As mentioned above, the space saving algorithm is implemented in topncounter. Here we will give a brief introduction to the implementation of topncounter. When the basetopn object is initialized, the topncounter object is created, and the user saves the rows that meet the topn condition in the calculation process. The concept corresponding to spark udaf is aggregate buffer. Update, merge and eval are all topncounters. Topncounter needs to specify the capacity when initializing, and the recommended size is nTopNCounter.EXTRA_ SPACE_ Rate, where n is the size defined by topn, extra_ SPACE_ Rate is the recommended additional space adjustment parameter. The default value is 10. That is to say, if the topn (10,4) is defined, the initialization size of topncounter is 10 10 = 100 。
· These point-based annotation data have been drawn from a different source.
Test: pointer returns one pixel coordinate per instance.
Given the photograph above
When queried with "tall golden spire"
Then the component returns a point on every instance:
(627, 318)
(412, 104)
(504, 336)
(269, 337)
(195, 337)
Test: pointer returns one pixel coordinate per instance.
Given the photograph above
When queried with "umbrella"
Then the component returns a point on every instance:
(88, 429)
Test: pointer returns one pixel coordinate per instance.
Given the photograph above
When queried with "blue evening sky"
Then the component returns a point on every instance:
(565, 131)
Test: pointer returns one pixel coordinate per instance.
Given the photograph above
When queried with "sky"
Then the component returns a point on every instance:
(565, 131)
The processing flow of topn is shown in the figure below:

Introduction of kylin 4.0 topn implementation principle

Update () mainly passes the incoming rows through the TopNCounter.offer () insert the contents of a line into the topncounter object. Merge is to de merge the two groups after the operation of update (). Finally, it is called when eval() TopNCounter.sortAndRetain () to sort and adjust the size of topncounter, and finally get the aggregate result.

storage

Kylin 4.0 currently uses parquet for storage. We define topn (10,4), TopNCounter.EXTRA_ SPACE_ Rate is set to 1. The mapping relationship between dimensions and measures listed in cuboid is as follows:

0 -> seller_id

1 -> item_id

2 -> id

3 -> price

4 -> Count

5 -> TopN

The following is the cuboid content with topn only and sum only:

Introduction of kylin 4.0 topn implementation principle

It is worth noting that in the second row, the count is 11, but in fact the topn column only stores 10 values, because the capacity of topncount is only 10 * extra_ SPACE_ Rate = 10, more than 10 content will not be stored, which is the reason for the current topn error. You can see that topn puts the calculated dimension and the group by dimension together, and then stores them in the form of an array.

Introduction of kylin 4.0 topn implementation principle

For sum measure, kylin is the aggregate value after the sum directly stored.